第19章 姫と刀使いの戦い
セリシアside
「…王の素質がある王が、この世に何人いるでしょうか?」
…急に、世界の話?
話の幅がぐんと広くなったね。
「貴方のお兄様も、この国の王も、素質はあるでしょう。…しかし、素質のない王も、いらっしゃることをご存知あるでしょう?」
…ウィリランデ王国の前国王なんかは、無かったと思う。
あんな王が素質あるなら私にもあると思いたいよ??
「…セリシア様に、素質があるのかどうか。
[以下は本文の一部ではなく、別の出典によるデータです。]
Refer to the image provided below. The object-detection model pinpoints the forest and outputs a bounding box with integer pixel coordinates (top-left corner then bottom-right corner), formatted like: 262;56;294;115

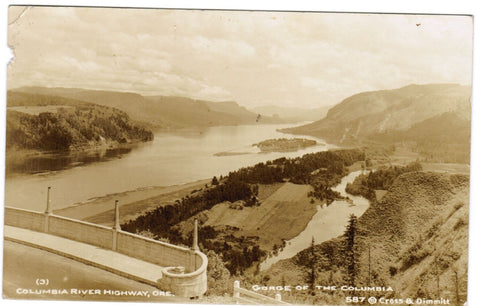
345;162;422;201
6;104;153;152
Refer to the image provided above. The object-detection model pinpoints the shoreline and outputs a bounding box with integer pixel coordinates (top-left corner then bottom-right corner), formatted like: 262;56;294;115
54;179;211;224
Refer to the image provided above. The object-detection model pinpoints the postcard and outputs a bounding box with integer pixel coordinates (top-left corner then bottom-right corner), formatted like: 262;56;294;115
2;5;473;305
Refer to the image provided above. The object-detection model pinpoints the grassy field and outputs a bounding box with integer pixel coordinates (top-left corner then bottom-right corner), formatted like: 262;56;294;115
188;183;318;249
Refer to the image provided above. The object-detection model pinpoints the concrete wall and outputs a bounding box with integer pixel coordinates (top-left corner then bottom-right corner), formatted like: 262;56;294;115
5;207;208;297
4;207;45;232
117;232;196;272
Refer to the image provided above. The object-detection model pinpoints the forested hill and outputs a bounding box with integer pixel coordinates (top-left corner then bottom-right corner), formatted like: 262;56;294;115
286;84;472;163
6;92;153;153
13;87;282;129
264;168;469;305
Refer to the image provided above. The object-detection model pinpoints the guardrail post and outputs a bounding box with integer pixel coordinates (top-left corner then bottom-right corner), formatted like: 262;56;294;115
233;281;240;299
112;200;121;251
43;186;52;233
275;293;282;302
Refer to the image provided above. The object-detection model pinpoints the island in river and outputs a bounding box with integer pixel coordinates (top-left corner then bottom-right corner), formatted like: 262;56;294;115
252;138;317;152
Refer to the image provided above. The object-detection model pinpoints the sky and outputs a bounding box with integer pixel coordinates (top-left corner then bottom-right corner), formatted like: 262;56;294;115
7;6;473;108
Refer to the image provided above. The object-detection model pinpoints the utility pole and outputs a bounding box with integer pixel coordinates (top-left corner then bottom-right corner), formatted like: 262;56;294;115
455;271;460;305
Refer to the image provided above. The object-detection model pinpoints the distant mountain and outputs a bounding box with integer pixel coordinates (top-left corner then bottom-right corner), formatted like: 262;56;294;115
284;84;472;162
252;105;331;122
6;92;153;154
13;87;281;129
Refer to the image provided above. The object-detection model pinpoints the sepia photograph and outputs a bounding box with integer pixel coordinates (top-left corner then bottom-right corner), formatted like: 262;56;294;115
2;1;474;305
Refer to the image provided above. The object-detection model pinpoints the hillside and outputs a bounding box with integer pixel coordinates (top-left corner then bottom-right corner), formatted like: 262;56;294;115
252;105;331;122
284;84;471;163
13;87;280;129
266;172;469;304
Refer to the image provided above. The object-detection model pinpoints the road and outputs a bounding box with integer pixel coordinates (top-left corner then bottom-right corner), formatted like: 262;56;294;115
3;241;187;303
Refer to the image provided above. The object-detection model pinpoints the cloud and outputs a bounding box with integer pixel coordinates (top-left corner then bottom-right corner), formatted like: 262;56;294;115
8;7;472;107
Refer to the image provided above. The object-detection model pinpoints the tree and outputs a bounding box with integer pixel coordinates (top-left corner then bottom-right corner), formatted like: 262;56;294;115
306;236;318;295
344;214;358;286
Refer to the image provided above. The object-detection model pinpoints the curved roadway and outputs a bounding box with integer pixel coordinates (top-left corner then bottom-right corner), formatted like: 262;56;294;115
3;240;187;303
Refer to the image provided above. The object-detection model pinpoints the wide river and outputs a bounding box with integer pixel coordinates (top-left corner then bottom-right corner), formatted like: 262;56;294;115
260;171;370;270
5;125;334;211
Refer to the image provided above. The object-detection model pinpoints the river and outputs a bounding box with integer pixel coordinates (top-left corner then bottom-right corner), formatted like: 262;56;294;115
260;171;370;271
5;124;334;211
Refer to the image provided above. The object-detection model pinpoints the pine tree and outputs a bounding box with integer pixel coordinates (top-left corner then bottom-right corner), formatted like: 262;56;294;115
344;214;358;286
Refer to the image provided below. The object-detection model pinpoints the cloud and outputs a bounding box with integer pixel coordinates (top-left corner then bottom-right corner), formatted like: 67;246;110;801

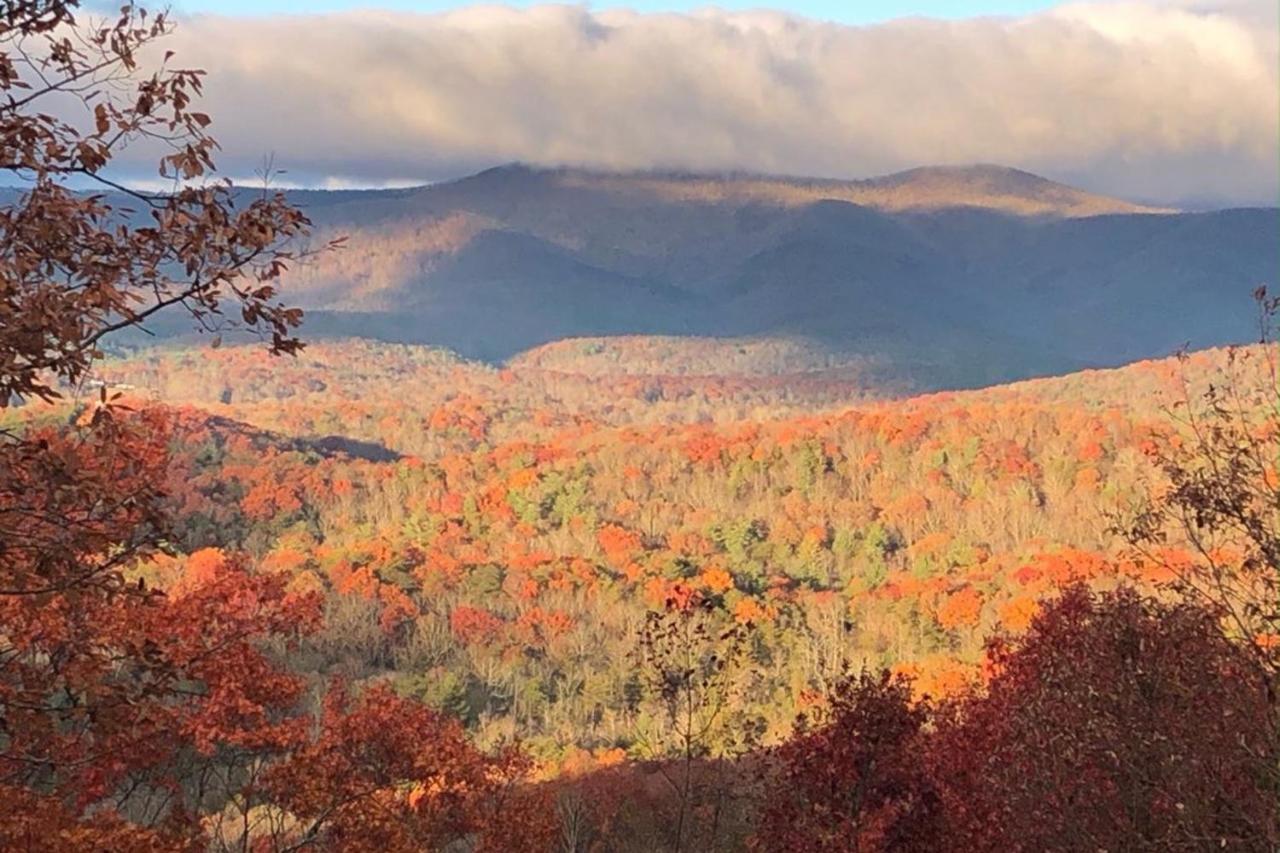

それは、まだ私達にはわかりません。」
…ルマニアと、似たこと言ってる。
「国を任せていいかなんて、賭けです。」
そうだろうな、うん。
「…ですが、私はこの賭けに勝ちますよ。貴女様を信じたいのです。…デアル様の妹だからではなく、あの人が貴女様を信じていたからでもなく。…セリシア様自身を信じたいのです。」
どうしてだろう。
目を逸らさずにそう伝えてくるセーカさんを見ていて、なんか泣きそうになった。
「デアル様に無いものを、持っているでしょう?少なくとも武術の素質は、セリシア様の方があるでしょう?」
「それには、賛同しますよ。…セリシア様の鍛錬しか見たことはありませんが。」
セーカさんの隣にいたアイセさんはそう言った。